The Small Sample Size Crew

Yoslan Herrera went nearly six years between MLB appearances. (via Wikimedia Commons)

Yoslan Herrera went nearly six years between MLB appearances. (via Wikimedia Commons)

The dangers of rushing to judgment based on a small sample size have been nothing if not exhaustively documented by decades of fantastic and comprehensive baseball research. But, if a small sample size at the major league level is all you have to evaluate a player, you’d rather that the small sample size be a good one instead of a bad one, right?

I started thinking about small sample sizes earlier this season when I wanted to catch up with Yoslan Herrera, the Cuban pitcher who split last season between the bullpens of the Los Angeles Angels and their Triple-A affiliate, the Salt Lake Bees. I became interested in Herrera far more than I would any other 16-inning contributor because he had pitched briefly for the 2008 Pittsburgh Pirates…and then did not appear again in the major leagues until last season with the Angels.

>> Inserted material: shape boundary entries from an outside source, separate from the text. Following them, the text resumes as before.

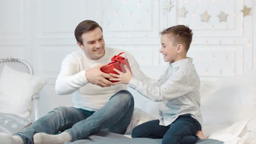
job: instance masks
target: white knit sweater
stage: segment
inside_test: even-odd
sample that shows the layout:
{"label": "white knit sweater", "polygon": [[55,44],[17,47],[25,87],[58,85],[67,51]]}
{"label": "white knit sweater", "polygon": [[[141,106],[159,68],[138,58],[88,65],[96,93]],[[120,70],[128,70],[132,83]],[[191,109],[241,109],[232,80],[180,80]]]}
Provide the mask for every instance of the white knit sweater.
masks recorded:
{"label": "white knit sweater", "polygon": [[[60,73],[55,84],[55,91],[57,94],[69,94],[74,93],[73,101],[74,107],[88,110],[96,111],[108,101],[115,93],[123,89],[127,89],[127,85],[119,84],[109,87],[101,87],[90,83],[87,81],[85,71],[96,65],[108,63],[111,58],[125,52],[129,62],[133,76],[147,82],[149,80],[139,69],[134,57],[129,52],[123,50],[105,47],[104,56],[99,59],[90,60],[83,51],[73,52],[63,60]],[[122,54],[122,56],[125,56]]]}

Herrera’s gigantic gap between major league appearances felt like a genuinely inspiring story to me — in no small part because it unfolded quietly on the sidelines of the 2014 season — and also because Herrera’s rocky cameo with the Pirates (9.82 ERA in 18.1 innings) looked like a distant memory as he compiled a 2.70 ERA/3.19 FIP with the Angels. Herrera didn’t allow a run in his final 13 appearances — well over half of his season.

It turns out Herrera hasn’t appeared in the majors in 2015, for the Angels or anybody. But what’s even weirder, he’s not even at Salt Lake anymore. Actually, Herrera is in Japan, having signed in January for the Yokohama DeNA BayStars.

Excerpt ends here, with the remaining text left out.